HSBC here in the UK just lost a data disc full of customer details. It wasn't a goof-up of HMRC proportions because 370,000 customer details seem like nothing compared to the 25 million HMRC lost into the postal system. But in light of all the recent incidents, you would have thought they would at least be a little bit more careful about sending things out in the post! From what I can gather, you should only be worried if you have taken out an insurance policy that is somehow connected with HSBC or have insurance related information within HSBC's systems.
A lot of the points I made in commenting about the HMRC incident still apply here so I won't rehash any of it.
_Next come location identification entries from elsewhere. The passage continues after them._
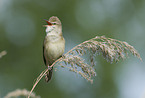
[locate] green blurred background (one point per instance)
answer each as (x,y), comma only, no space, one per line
(22,34)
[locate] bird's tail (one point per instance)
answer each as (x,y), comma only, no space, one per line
(49,75)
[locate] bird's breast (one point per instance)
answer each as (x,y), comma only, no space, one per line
(54,49)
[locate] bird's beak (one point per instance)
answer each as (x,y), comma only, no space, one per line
(49,23)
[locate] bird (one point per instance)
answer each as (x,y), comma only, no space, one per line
(54,44)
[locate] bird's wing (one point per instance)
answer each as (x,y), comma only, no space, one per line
(44,55)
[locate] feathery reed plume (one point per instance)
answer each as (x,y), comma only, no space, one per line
(110,49)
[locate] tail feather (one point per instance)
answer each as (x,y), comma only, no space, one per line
(49,75)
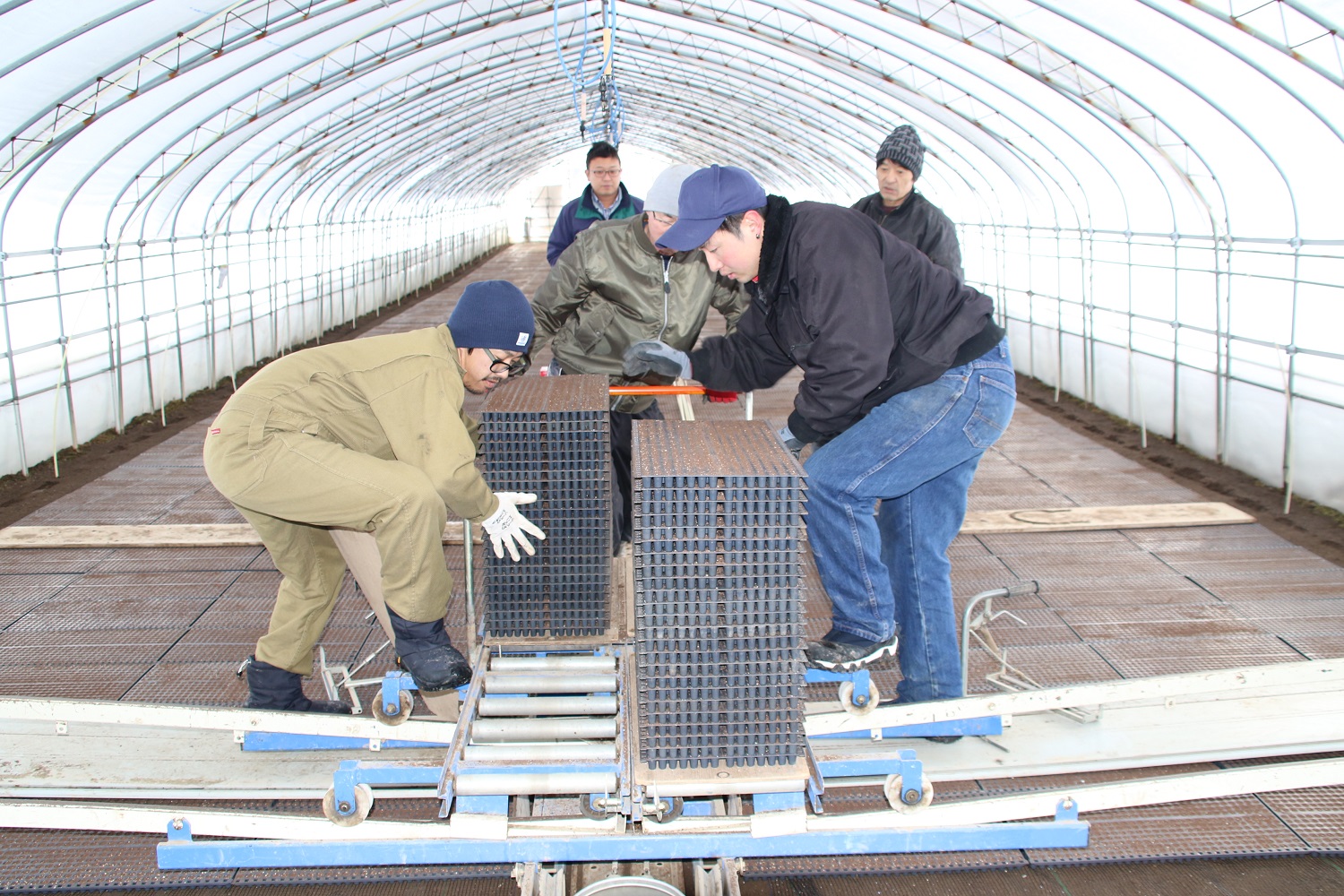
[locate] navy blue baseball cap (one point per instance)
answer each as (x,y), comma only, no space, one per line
(706,199)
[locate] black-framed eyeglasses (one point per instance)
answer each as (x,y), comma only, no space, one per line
(513,368)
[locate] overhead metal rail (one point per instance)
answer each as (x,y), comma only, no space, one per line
(271,113)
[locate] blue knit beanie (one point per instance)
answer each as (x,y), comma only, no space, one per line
(492,314)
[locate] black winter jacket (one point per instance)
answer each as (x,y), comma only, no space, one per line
(922,225)
(865,314)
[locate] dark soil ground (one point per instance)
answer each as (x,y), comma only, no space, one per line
(1314,527)
(1319,530)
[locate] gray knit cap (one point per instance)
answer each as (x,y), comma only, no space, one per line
(903,147)
(666,190)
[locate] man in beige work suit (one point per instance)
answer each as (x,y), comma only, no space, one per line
(370,435)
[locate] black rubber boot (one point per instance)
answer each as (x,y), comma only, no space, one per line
(424,650)
(274,688)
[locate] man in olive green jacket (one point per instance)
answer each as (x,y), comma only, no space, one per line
(370,435)
(612,288)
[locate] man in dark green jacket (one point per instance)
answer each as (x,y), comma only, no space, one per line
(612,289)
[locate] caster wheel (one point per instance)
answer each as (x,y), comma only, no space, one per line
(359,812)
(900,798)
(589,810)
(865,704)
(668,809)
(403,712)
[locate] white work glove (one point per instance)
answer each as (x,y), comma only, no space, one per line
(652,357)
(507,525)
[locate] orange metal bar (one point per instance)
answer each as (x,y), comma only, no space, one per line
(656,390)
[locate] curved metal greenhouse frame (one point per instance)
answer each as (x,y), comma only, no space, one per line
(1148,188)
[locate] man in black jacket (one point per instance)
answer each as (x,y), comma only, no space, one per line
(900,207)
(906,381)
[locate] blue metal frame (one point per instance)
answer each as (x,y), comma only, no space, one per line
(954,727)
(183,853)
(268,740)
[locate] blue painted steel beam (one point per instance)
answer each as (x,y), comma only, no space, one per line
(269,740)
(964,727)
(182,853)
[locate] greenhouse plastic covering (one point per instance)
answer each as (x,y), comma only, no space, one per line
(1148,188)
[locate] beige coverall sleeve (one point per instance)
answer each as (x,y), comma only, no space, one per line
(564,290)
(425,426)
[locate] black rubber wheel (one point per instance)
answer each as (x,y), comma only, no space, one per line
(589,810)
(359,812)
(672,810)
(406,702)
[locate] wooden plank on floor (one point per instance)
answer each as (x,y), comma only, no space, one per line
(1128,516)
(151,536)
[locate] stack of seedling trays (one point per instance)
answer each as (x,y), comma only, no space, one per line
(548,435)
(718,575)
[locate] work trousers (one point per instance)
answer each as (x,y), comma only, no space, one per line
(290,487)
(886,573)
(623,512)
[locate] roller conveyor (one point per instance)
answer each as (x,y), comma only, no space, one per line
(680,731)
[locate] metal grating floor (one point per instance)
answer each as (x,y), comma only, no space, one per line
(1112,605)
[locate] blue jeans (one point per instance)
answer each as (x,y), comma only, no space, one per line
(889,573)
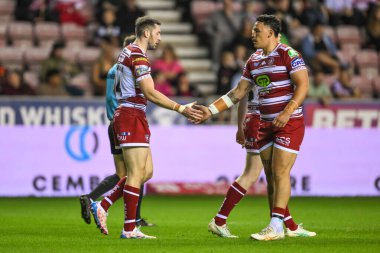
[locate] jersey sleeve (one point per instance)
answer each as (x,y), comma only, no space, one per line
(140,66)
(293,61)
(247,72)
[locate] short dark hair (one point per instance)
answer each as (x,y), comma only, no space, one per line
(128,40)
(272,21)
(142,23)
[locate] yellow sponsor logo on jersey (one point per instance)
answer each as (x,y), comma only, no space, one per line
(140,59)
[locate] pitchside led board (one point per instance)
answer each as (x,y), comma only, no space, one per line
(61,148)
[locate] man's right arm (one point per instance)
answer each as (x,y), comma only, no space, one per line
(242,110)
(147,87)
(226,101)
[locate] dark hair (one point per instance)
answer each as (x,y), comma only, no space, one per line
(56,46)
(272,21)
(169,48)
(128,40)
(52,72)
(143,23)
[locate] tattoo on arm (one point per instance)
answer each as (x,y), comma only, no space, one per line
(248,88)
(233,97)
(267,165)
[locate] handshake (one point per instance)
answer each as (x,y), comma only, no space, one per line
(195,113)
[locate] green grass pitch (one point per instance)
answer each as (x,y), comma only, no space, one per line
(54,225)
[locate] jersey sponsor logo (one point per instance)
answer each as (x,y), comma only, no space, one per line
(297,63)
(141,70)
(292,53)
(283,140)
(262,81)
(123,136)
(140,59)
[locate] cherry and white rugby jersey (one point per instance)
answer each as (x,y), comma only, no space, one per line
(253,101)
(271,75)
(132,66)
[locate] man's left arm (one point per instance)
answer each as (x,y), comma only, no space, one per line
(300,79)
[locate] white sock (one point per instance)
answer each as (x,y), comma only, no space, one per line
(277,224)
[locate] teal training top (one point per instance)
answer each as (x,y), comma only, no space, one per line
(111,101)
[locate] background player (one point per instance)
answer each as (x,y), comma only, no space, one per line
(134,86)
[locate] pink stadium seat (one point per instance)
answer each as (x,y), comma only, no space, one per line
(70,54)
(88,55)
(6,10)
(367,57)
(368,63)
(12,57)
(3,34)
(364,84)
(330,79)
(200,11)
(21,33)
(331,33)
(73,34)
(35,56)
(31,78)
(377,84)
(348,34)
(299,33)
(46,33)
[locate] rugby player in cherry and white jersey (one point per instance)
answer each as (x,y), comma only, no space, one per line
(134,86)
(280,74)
I'm just very surprised that the bank didn't dive into user security awareness training initiatives to attempt to mitigate the risks in place. I wonder if they also changed some of the procedures and processes around how information is handled.
Or maybe they did both, which brings me to the next point. Assuming they've done a little bit of educating and process re-engineering, the next logical step is to start putting the tools in place to help with the user education (there's nothing better than real-time education of users - how many times have you sat in a security awareness class and come out not remembering a single thing) and information control. Tools which can also protect the information flowing around and even automatically encrypt the information moving to removable media, like a frigging disc that's about to be sent out in the post just in case the person doing it was asleep in class (like the rest of us).
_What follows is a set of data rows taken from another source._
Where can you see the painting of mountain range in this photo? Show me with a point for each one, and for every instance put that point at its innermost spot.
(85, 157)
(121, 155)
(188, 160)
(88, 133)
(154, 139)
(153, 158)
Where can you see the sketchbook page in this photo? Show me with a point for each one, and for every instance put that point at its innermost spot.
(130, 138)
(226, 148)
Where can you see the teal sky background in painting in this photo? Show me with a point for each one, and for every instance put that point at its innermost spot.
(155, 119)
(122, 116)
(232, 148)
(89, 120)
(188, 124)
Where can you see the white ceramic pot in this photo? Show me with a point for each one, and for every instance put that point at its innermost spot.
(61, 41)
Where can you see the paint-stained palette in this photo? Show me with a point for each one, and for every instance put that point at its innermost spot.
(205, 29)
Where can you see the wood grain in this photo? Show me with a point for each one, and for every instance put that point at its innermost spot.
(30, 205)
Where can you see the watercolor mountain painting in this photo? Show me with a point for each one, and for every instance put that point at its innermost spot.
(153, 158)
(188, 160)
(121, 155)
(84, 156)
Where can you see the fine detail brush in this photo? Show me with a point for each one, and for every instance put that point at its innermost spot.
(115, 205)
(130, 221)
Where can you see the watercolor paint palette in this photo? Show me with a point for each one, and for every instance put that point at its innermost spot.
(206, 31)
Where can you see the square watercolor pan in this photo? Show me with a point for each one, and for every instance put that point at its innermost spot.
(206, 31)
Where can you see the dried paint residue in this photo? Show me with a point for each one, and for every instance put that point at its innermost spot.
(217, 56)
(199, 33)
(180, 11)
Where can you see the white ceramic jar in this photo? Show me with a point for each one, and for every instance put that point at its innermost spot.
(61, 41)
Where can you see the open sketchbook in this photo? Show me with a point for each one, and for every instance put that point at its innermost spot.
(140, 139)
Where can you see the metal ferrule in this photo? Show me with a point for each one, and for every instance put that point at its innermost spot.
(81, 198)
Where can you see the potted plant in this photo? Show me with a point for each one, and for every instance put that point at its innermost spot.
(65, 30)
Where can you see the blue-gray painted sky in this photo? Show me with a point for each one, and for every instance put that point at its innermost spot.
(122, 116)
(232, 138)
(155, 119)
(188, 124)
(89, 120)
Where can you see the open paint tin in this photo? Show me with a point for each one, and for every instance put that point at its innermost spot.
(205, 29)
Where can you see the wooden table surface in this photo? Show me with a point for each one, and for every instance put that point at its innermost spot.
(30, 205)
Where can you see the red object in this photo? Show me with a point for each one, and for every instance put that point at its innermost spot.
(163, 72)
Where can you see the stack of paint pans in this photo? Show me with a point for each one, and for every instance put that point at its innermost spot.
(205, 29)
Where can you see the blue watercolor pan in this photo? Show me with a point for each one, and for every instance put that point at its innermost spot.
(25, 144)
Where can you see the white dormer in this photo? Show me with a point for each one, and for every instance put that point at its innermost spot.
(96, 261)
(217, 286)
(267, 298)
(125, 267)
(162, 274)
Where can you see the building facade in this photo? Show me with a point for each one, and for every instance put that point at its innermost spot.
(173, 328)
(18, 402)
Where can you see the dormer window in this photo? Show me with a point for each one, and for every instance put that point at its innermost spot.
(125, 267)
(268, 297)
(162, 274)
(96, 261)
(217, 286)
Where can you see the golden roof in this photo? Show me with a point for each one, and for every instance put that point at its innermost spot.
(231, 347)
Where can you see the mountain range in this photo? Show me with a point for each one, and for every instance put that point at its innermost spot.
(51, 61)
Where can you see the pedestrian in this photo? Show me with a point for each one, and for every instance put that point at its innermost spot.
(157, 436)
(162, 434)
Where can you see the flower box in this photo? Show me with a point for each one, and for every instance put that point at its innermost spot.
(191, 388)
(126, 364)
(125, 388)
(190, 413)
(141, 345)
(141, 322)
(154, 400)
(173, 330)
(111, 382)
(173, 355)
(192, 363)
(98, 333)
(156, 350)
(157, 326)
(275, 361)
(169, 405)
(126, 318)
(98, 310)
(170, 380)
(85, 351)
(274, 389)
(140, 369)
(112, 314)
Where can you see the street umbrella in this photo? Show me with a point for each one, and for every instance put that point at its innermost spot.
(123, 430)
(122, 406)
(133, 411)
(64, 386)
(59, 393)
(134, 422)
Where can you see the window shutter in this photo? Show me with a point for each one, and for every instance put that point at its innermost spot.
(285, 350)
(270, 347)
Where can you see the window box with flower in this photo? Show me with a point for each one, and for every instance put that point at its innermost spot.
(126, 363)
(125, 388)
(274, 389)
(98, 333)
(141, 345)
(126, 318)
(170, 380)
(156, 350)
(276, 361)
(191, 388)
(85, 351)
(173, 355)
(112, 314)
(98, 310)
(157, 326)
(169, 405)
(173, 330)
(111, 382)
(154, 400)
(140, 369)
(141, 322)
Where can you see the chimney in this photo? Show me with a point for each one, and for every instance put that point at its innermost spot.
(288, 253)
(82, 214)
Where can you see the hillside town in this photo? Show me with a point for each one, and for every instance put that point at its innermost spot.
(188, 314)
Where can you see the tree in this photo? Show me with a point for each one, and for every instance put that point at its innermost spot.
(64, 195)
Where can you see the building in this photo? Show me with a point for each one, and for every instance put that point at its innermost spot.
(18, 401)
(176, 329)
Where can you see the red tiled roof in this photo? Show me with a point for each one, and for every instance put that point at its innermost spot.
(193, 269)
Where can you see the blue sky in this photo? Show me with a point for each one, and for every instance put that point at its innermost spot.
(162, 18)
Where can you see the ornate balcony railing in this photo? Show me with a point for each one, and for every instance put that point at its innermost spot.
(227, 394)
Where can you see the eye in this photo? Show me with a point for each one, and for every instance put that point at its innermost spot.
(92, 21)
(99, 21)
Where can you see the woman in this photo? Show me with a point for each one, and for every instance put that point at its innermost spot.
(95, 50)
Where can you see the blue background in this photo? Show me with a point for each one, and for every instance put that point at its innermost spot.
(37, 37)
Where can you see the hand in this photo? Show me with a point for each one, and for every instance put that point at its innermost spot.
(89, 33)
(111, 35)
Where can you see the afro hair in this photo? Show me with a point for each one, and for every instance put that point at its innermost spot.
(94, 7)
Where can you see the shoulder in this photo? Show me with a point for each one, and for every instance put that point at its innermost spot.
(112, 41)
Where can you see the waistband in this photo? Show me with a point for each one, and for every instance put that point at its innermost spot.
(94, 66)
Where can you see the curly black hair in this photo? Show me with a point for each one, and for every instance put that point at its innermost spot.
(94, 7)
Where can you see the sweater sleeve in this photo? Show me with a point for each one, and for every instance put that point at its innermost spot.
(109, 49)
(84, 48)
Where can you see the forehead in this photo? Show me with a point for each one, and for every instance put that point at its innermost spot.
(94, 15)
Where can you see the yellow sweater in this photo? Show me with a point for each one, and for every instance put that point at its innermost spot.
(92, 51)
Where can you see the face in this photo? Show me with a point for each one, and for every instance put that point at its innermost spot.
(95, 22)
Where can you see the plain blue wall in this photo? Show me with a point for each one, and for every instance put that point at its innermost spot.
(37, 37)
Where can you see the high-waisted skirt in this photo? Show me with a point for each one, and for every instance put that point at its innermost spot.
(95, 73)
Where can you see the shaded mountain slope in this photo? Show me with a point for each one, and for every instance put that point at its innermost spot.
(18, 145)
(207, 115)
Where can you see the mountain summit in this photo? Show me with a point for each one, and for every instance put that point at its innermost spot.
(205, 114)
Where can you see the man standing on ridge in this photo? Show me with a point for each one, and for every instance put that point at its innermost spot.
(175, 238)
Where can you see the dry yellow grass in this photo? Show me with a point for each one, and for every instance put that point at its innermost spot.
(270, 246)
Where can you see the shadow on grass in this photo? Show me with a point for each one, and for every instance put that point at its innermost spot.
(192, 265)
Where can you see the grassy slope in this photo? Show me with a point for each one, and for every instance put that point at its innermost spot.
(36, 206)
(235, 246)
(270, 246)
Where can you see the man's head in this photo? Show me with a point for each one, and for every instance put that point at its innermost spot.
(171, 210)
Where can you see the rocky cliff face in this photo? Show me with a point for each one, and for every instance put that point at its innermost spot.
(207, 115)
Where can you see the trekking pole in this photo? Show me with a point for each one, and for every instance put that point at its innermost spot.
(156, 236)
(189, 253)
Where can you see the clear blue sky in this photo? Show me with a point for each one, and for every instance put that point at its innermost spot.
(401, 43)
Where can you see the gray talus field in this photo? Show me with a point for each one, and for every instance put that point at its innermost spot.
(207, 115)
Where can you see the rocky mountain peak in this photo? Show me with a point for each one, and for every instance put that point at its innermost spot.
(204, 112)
The right approach in my opinion is actually a combination of varying approaches running in parallel. Start small with each aspect and let them evolve and intermingle. For example, you can put in the simple controls using a tool while also conducting user awareness programs and changing information handling processes. It's all iterative.
Of course, whatever they currently have in place isn't working. They claim to have password protection on the disc, but even they admit that it wasn't good enough and that they should have at least encrypted the information.
I know for a fact that this area of security hasn't really been a focus for the bank over the past year. They've been more concerned about PCI...and we know that as long as you are PCI compliant, your customer details are safe right?! Think again (see Rich Mogull's analysis of the Hannaford data loss incident - Hannaford were apparently PCI compliant).
Maybe their priorities will change now? I doubt it...but one can hope.